Here are a few elements to consider as you clarify your message:
1. Clarify your Pitch
Each message and medium will have a different pitch that captures the attention of your audience. This ranges from an enticing subject line, blog title, catchphrase, or elevator pitch. The pitch is the first impression audiences have of your message and your opportunity to connect through values, emotions, or life moments. Make your pitch clear, concise, and captivating. The goal is to get your audience to engage, whether that is reading your blog, watching a video, or listening to your message. An easy way to clarify your pitch is to state it in the form of a question. Spark audience interest by asking a question directed at them. When writing your pitch, you should be asking the question, ‘How does your message impact your audience?’
2. Clarify your Conflict
What problem are you solving? When sharing a message, you are telling your organization’s story, and conflict is essential. Conflict shows the need – the problem your organization is working to solve – and the need connects with a pain point for a donor. When communicating the conflict, answer these two questions: ‘Why is the solution to this conflict so vital? Why should your audience care?’ Add weight to conflict by including statistics to further illustrate what’s at stake.
3. Clarify your Solution
Your solution should answer the question, ‘How does your organization work together with donors to resolve the conflict? Provide specific actions your organization is taking to solve the problem at hand. Try to keep this portion of your communication to three sentences or less.
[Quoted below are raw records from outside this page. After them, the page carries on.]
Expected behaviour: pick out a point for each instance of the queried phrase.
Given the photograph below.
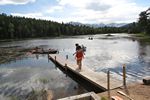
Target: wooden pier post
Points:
(124, 75)
(108, 84)
(66, 56)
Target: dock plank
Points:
(97, 78)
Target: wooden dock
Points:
(95, 80)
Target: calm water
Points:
(19, 77)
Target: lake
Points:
(19, 77)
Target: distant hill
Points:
(99, 25)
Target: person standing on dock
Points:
(79, 56)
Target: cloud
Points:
(89, 11)
(15, 2)
(54, 9)
(28, 15)
(106, 11)
(98, 6)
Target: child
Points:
(79, 56)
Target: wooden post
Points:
(65, 67)
(66, 56)
(124, 75)
(108, 84)
(55, 58)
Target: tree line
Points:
(13, 27)
(142, 25)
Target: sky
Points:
(83, 11)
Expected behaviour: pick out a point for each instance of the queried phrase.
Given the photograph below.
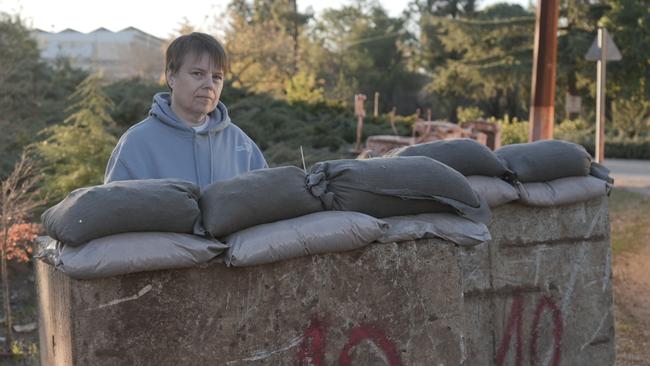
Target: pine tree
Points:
(76, 151)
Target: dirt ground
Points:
(630, 219)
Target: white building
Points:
(127, 53)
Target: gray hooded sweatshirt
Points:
(163, 146)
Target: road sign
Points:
(604, 49)
(612, 52)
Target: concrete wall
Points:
(539, 294)
(385, 304)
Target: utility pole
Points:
(542, 108)
(600, 96)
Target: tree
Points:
(19, 196)
(258, 38)
(482, 60)
(362, 51)
(76, 151)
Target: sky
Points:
(159, 18)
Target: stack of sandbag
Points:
(395, 186)
(269, 215)
(487, 174)
(275, 214)
(254, 198)
(450, 227)
(554, 172)
(129, 226)
(316, 233)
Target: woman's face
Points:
(196, 88)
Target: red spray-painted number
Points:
(515, 322)
(312, 348)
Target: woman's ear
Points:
(170, 79)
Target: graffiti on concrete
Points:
(312, 348)
(515, 325)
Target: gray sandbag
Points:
(136, 252)
(545, 160)
(562, 191)
(467, 156)
(449, 227)
(255, 198)
(495, 190)
(600, 172)
(166, 205)
(321, 232)
(394, 186)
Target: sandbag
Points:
(600, 172)
(467, 156)
(449, 227)
(383, 187)
(562, 191)
(495, 190)
(546, 160)
(136, 252)
(164, 205)
(321, 232)
(255, 198)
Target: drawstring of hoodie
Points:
(211, 154)
(196, 162)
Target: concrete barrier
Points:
(385, 304)
(539, 293)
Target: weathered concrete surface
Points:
(382, 305)
(540, 292)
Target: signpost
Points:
(602, 50)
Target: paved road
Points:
(630, 174)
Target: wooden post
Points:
(542, 109)
(376, 107)
(391, 118)
(360, 112)
(600, 96)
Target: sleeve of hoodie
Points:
(116, 169)
(257, 159)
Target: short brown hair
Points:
(194, 43)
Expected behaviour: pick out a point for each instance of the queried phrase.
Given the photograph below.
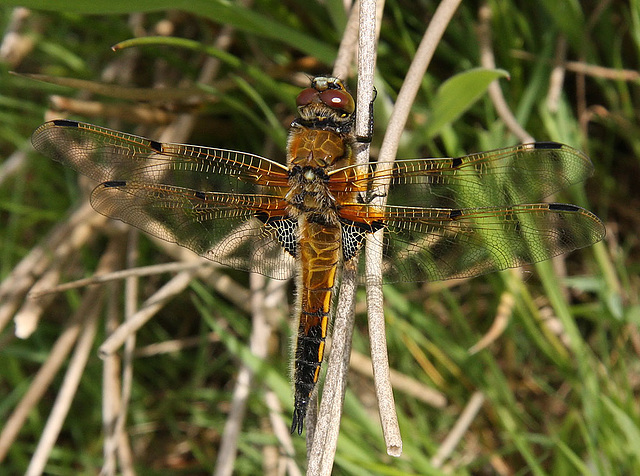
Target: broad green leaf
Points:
(458, 94)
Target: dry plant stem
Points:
(68, 389)
(89, 309)
(125, 454)
(11, 165)
(556, 80)
(459, 429)
(281, 432)
(499, 324)
(16, 285)
(151, 270)
(400, 382)
(111, 389)
(260, 334)
(150, 307)
(26, 319)
(322, 438)
(495, 92)
(322, 451)
(40, 383)
(373, 263)
(140, 114)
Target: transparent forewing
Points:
(434, 244)
(107, 155)
(218, 226)
(522, 174)
(202, 198)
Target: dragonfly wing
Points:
(524, 173)
(107, 155)
(435, 244)
(218, 226)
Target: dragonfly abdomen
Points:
(320, 254)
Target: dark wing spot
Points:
(65, 123)
(547, 145)
(155, 145)
(563, 207)
(115, 183)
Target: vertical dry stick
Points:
(125, 456)
(90, 307)
(260, 334)
(323, 448)
(495, 93)
(373, 264)
(40, 384)
(111, 388)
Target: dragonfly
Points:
(443, 218)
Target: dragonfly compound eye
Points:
(306, 97)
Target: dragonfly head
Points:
(327, 101)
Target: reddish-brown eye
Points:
(337, 99)
(306, 96)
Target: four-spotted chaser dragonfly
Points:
(446, 218)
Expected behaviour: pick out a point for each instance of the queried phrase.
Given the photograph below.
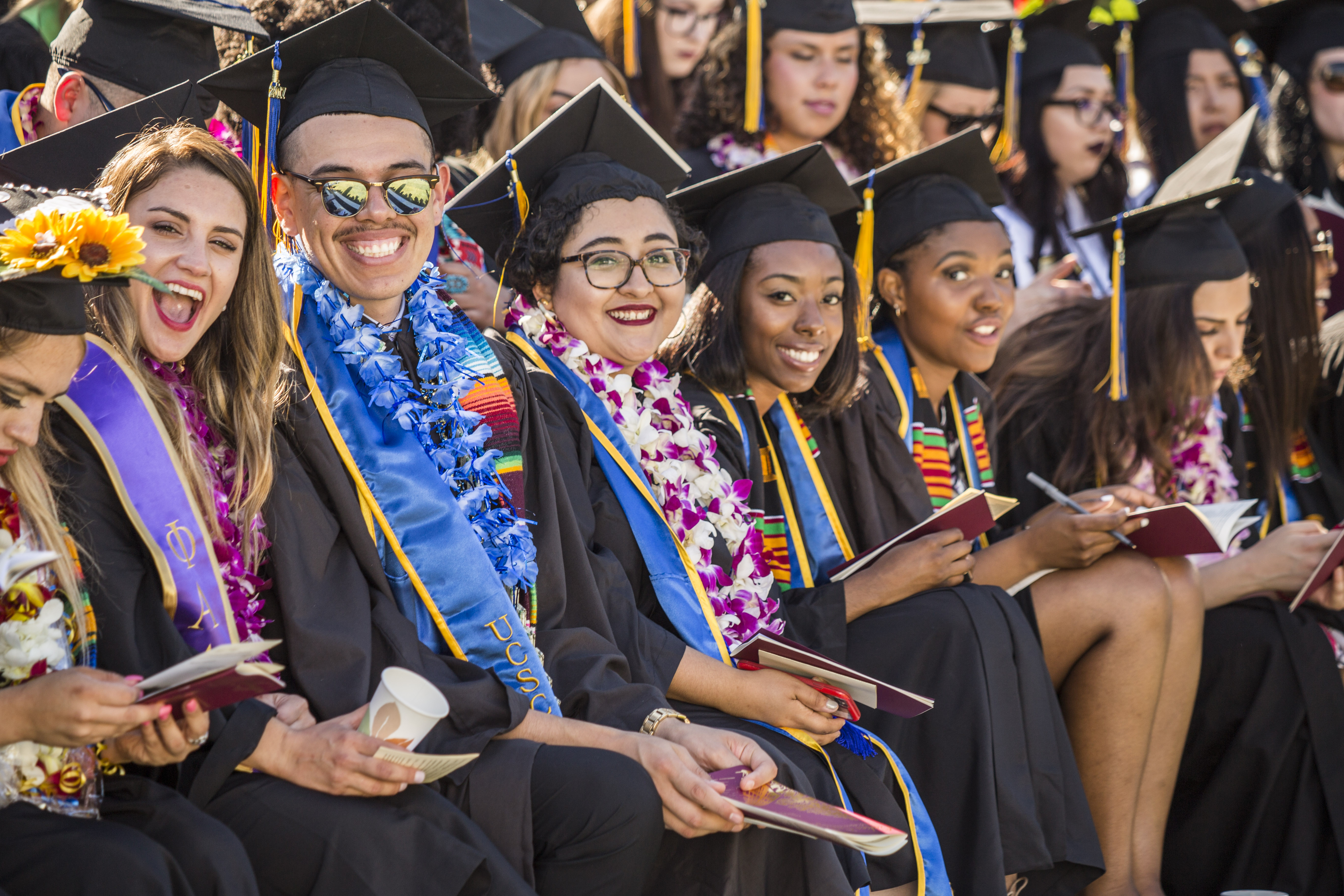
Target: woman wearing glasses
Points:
(823, 77)
(674, 35)
(1307, 142)
(1069, 172)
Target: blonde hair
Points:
(523, 107)
(236, 367)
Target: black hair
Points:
(1281, 340)
(535, 257)
(1034, 187)
(710, 346)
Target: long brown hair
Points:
(1053, 364)
(874, 131)
(236, 366)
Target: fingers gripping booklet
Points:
(784, 809)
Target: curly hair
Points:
(874, 131)
(535, 257)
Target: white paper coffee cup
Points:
(404, 709)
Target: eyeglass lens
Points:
(612, 269)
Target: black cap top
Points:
(361, 61)
(1259, 205)
(73, 159)
(593, 148)
(43, 301)
(146, 48)
(952, 181)
(792, 197)
(1168, 28)
(818, 17)
(1291, 33)
(959, 54)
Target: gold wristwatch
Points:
(658, 718)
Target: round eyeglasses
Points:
(612, 269)
(347, 197)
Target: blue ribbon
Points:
(671, 581)
(433, 532)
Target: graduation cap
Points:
(74, 158)
(593, 148)
(364, 60)
(148, 46)
(1176, 238)
(816, 17)
(1291, 33)
(514, 42)
(792, 197)
(37, 295)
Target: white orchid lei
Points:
(698, 498)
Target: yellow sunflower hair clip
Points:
(72, 232)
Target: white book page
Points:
(205, 664)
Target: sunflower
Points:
(100, 244)
(36, 242)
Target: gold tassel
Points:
(756, 86)
(863, 265)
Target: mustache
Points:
(397, 224)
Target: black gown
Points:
(993, 759)
(511, 816)
(647, 636)
(1260, 795)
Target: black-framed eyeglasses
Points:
(612, 269)
(956, 124)
(346, 197)
(682, 22)
(1332, 76)
(1092, 112)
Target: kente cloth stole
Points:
(119, 418)
(671, 572)
(416, 512)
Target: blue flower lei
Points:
(452, 437)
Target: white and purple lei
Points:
(452, 437)
(697, 496)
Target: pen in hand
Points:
(1060, 498)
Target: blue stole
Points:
(120, 420)
(675, 579)
(417, 514)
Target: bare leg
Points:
(1181, 682)
(1105, 632)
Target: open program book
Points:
(1183, 529)
(785, 809)
(974, 512)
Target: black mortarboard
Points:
(364, 60)
(952, 181)
(1259, 205)
(1168, 28)
(792, 197)
(45, 301)
(1291, 33)
(593, 148)
(74, 158)
(146, 46)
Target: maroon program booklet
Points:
(785, 809)
(777, 652)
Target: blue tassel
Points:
(853, 739)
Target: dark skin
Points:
(1121, 633)
(792, 319)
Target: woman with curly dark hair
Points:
(823, 77)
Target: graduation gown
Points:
(993, 759)
(1260, 795)
(780, 864)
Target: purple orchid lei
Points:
(244, 585)
(697, 496)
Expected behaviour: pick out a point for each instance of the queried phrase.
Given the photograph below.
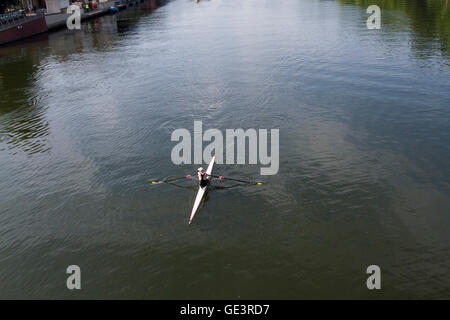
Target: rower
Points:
(202, 177)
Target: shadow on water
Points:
(427, 19)
(23, 122)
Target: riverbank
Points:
(27, 26)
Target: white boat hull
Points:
(201, 191)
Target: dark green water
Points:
(364, 119)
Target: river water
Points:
(364, 120)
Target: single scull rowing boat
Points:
(202, 190)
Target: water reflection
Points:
(23, 65)
(428, 22)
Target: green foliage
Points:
(424, 18)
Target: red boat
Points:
(17, 25)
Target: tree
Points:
(5, 4)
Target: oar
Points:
(250, 182)
(170, 180)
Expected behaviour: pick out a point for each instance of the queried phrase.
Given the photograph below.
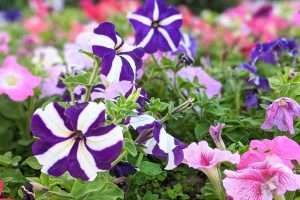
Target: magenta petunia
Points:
(262, 181)
(16, 81)
(281, 113)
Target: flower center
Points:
(78, 134)
(11, 80)
(155, 24)
(282, 102)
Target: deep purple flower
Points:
(12, 15)
(270, 52)
(281, 113)
(188, 46)
(251, 99)
(216, 134)
(75, 139)
(157, 141)
(120, 61)
(156, 26)
(123, 169)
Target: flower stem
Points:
(91, 80)
(214, 177)
(184, 106)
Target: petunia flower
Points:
(261, 150)
(201, 156)
(157, 141)
(263, 181)
(212, 86)
(4, 40)
(120, 61)
(216, 134)
(157, 26)
(75, 139)
(16, 81)
(281, 113)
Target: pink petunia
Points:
(4, 40)
(16, 81)
(261, 150)
(281, 113)
(212, 86)
(260, 182)
(201, 156)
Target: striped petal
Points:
(49, 123)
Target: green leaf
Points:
(32, 162)
(150, 168)
(130, 147)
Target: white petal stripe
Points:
(88, 115)
(166, 141)
(131, 63)
(54, 154)
(167, 38)
(146, 39)
(86, 161)
(101, 40)
(170, 20)
(101, 142)
(141, 120)
(115, 71)
(155, 11)
(53, 121)
(140, 18)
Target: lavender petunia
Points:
(281, 113)
(157, 141)
(157, 26)
(75, 139)
(120, 61)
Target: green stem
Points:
(185, 105)
(214, 177)
(92, 79)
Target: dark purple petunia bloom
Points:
(120, 61)
(157, 26)
(12, 15)
(123, 169)
(157, 141)
(75, 139)
(188, 46)
(251, 99)
(270, 52)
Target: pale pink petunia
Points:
(281, 113)
(49, 86)
(260, 182)
(4, 40)
(212, 86)
(16, 81)
(201, 156)
(261, 150)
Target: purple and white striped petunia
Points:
(75, 139)
(157, 141)
(120, 61)
(157, 26)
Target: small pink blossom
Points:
(260, 182)
(4, 40)
(261, 150)
(212, 86)
(201, 156)
(281, 113)
(16, 81)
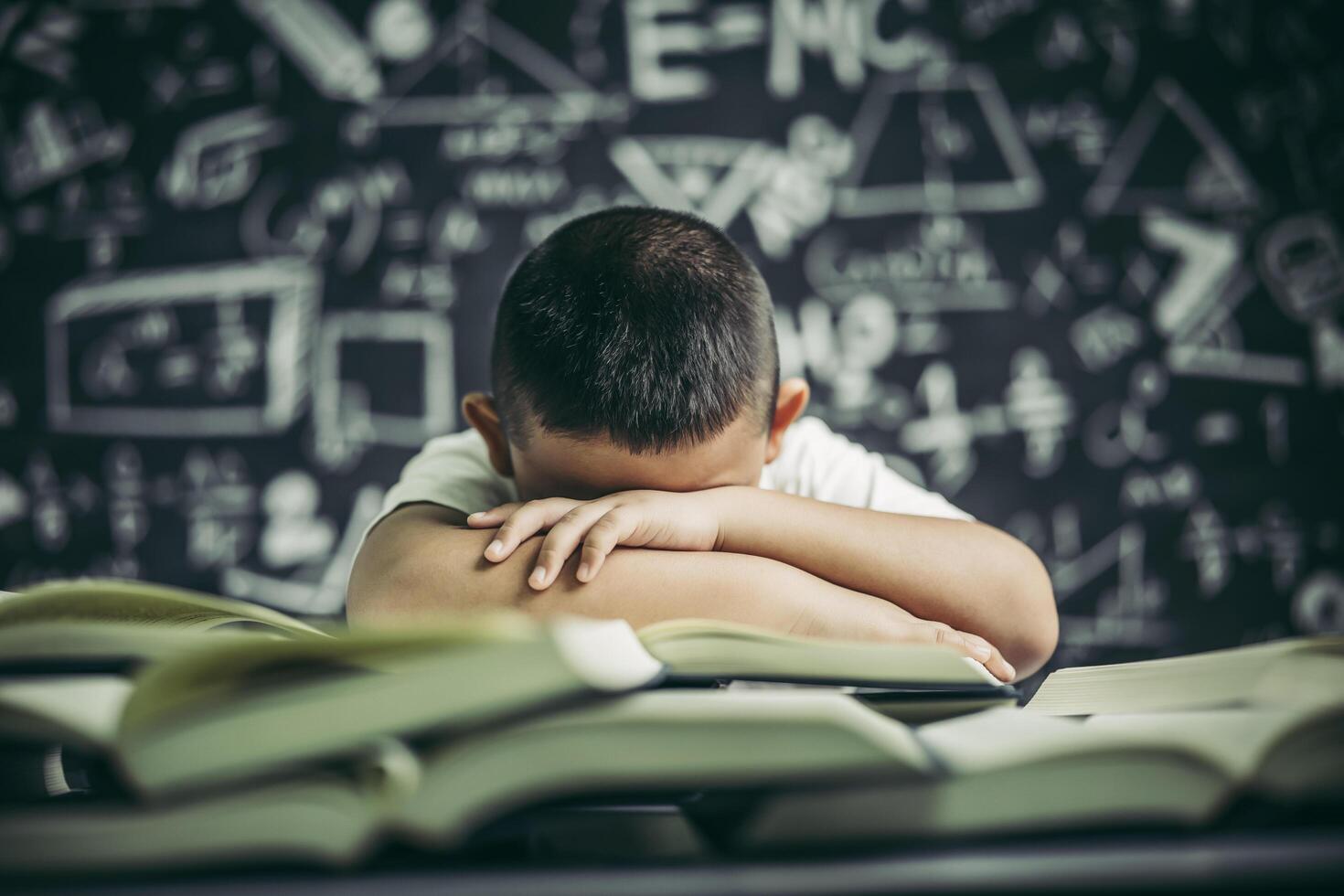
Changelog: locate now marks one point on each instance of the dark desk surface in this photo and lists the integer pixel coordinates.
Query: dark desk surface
(1289, 860)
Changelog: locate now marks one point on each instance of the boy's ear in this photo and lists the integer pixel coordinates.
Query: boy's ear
(479, 410)
(794, 400)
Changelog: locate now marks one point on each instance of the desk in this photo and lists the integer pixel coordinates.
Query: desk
(1275, 861)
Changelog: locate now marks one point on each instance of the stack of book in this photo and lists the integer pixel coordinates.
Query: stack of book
(149, 727)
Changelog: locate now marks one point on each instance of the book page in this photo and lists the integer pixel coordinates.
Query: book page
(140, 603)
(88, 706)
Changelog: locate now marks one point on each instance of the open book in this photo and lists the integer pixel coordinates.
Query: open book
(106, 624)
(249, 704)
(1169, 741)
(914, 683)
(832, 772)
(437, 795)
(1289, 669)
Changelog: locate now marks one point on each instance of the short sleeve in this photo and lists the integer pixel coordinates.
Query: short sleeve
(452, 470)
(820, 464)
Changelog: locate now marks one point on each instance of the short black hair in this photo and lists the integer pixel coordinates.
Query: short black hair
(645, 325)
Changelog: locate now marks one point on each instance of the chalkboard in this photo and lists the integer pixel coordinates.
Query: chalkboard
(1077, 266)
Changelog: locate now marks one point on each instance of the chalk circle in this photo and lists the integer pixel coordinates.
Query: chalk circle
(1318, 603)
(400, 30)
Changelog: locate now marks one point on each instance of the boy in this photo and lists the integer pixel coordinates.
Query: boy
(637, 404)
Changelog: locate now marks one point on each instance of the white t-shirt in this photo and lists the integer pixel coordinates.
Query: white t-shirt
(454, 470)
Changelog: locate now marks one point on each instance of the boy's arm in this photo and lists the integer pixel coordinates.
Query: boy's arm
(418, 563)
(968, 575)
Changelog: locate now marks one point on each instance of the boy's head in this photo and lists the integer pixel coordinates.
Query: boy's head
(635, 348)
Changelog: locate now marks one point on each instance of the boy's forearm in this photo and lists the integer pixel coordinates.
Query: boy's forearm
(420, 566)
(969, 575)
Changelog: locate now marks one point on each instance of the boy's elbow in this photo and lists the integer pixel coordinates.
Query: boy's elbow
(1035, 609)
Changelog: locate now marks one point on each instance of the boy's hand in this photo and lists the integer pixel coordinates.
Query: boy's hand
(638, 518)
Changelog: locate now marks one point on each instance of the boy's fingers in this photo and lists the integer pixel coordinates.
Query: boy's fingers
(997, 664)
(492, 516)
(601, 540)
(565, 536)
(971, 645)
(523, 523)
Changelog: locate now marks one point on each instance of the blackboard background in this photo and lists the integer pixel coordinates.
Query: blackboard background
(1077, 266)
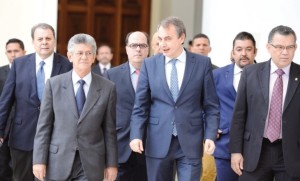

If you are communicating online, you can add a link at the end of this section that directs your audience to learn more. If done well, clarifying your resolution can set up your call to action.
4. Clarify your Call to Action (CTA)
What specific action do you want your audience to take? Invite donors to join the story. Provide one or two clear actions for donors to take to join your work. You should include a primary and a secondary CTA. Your primary CTA is the preferred action. This can be to donate, make a pledge, sign up to volunteer, etc. Your secondary action should require less commitment. It may be a newsletter sign up, a call to follow you on social media, or even the opportunity to schedule a meeting. Secondary CTAs keep an audience engaged if they aren’t ready to donate, etc. It provides an opportunity to stay in the communication loop.
Your message should focus on answering your audience’s unspoken questions. How does your work affect them? What is the problem at hand, and why must it be solved? What will happen if your organization is not around to address the issue? How can your audience partner with you? Clarifying your message answers these questions and helps donors understand.
Donors want to support great causes and ministries. Make it easier for them. Craft a clear message.